日本通信は2010年7月29日、地域WiMAX事業者向けの共用CSN事業から撤退すると発表した。「KDDIが批判的な動きを取り、それに対する対応が不十分であるなど、地域WiMAX推進協議会の立場が大きく変化した。協議会の全面的な支援が得られない状態で本事業を実施することは、当社の経営リスクを高め、株主の利益を毀損する事態を惹起する可能性が高い」と理由を説明している。

 CSN(Connectivity Service Network)は認証や課金機能を提供するシステムのことである。共用CSNを導入することによって、各地域WiMAXに導入されたシステムに合わせた専用品ではなく、汎用的な通信モジュールやWiMAX内蔵パソコンをユーザーが使えるようになる。これによって地域WiMAXの加入が容易になるという地域WiMAX事業者の見通しは変更を迫られることになる。

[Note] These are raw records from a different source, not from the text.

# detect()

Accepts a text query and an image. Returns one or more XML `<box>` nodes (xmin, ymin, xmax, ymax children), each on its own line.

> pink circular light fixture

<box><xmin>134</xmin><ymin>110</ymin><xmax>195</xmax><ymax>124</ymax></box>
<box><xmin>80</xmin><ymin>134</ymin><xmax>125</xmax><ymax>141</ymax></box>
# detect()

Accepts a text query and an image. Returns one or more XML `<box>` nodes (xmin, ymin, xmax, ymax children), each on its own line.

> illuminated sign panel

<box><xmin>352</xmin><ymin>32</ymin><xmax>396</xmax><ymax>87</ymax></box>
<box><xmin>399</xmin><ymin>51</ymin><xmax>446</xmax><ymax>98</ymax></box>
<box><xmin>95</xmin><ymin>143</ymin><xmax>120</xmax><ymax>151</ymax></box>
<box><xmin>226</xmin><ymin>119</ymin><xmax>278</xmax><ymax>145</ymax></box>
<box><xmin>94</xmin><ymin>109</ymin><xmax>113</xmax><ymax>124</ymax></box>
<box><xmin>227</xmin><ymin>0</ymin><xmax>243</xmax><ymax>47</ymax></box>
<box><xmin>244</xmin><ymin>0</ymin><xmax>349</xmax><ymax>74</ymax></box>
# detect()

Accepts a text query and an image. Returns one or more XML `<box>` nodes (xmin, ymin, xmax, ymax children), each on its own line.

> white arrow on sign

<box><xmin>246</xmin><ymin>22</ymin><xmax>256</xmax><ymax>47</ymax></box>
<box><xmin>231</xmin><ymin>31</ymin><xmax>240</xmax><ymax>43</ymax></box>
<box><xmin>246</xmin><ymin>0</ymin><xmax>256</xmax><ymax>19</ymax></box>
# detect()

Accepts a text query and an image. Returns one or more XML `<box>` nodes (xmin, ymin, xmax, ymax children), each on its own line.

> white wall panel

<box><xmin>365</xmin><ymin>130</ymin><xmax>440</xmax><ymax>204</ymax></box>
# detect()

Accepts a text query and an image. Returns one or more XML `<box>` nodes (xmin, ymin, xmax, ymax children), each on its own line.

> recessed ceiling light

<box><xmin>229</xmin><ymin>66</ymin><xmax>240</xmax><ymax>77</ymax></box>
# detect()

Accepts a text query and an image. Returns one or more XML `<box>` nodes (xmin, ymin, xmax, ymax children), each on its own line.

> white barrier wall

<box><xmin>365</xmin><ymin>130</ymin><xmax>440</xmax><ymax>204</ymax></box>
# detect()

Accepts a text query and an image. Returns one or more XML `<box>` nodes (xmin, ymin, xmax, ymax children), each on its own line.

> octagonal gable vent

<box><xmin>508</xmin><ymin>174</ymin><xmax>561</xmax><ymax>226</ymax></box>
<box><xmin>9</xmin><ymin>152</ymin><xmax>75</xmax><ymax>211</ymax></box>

 地域WiMAX事業者の団体である地域WiMAX推進協議会は、2010年3月23日に共用CSNの提供候補企業による提案説明会を実施していた。説明会には日本通信ら4社が参加し、地域WiMAX事業者を中心とする協議会の構成員に対して、事前に協議会が公開していたCSNの仕様に基づいた提案を行った。4社による提案後、協議会は構成員に対してどの企業を支持するかを問うアンケートを実施した。結果は約2/3が日本通信の提案を支持した。この結果を受けて日本通信は、5月6日に「地域WiMAX推進協議会の推奨を受け、クラウド型の共用CSNサービスを提供する」という発表を行っていた。

 順調にいけば日本通信は2010年7月にも共用CSNサービスの提供を提供する予定だった。しかし同じくCSNを複数の事業者で共同利用するサービスを提供しているKDDIは、協議会が日本通信を推奨したことに対して抗議する電子メールを、協議会に送った。元々KDDIは共用CSNの提案説明会に参加したい旨を表明していたが、協議会が示した仕様にOMA-DM(open mobile alliance-device management)の実装することという記述があり、その実装を説明会に参加する上で必須事項とする協議会と実装しなくても提案に参加したいとするKDDIとで折り合いがつかなかったためである。こうした経緯を経て、KDDIは日本通信の発表の後に抗議をした。

 KDDIの抗議メールがどう影響したかは不明であるが、その直後に日本通信から協議会に対して、共用CSN事業から撤退したいという申し出があった。協議会は事業から撤退しないよう日本通信を説得したが、交渉は不調に終わり、撤退の発表となった。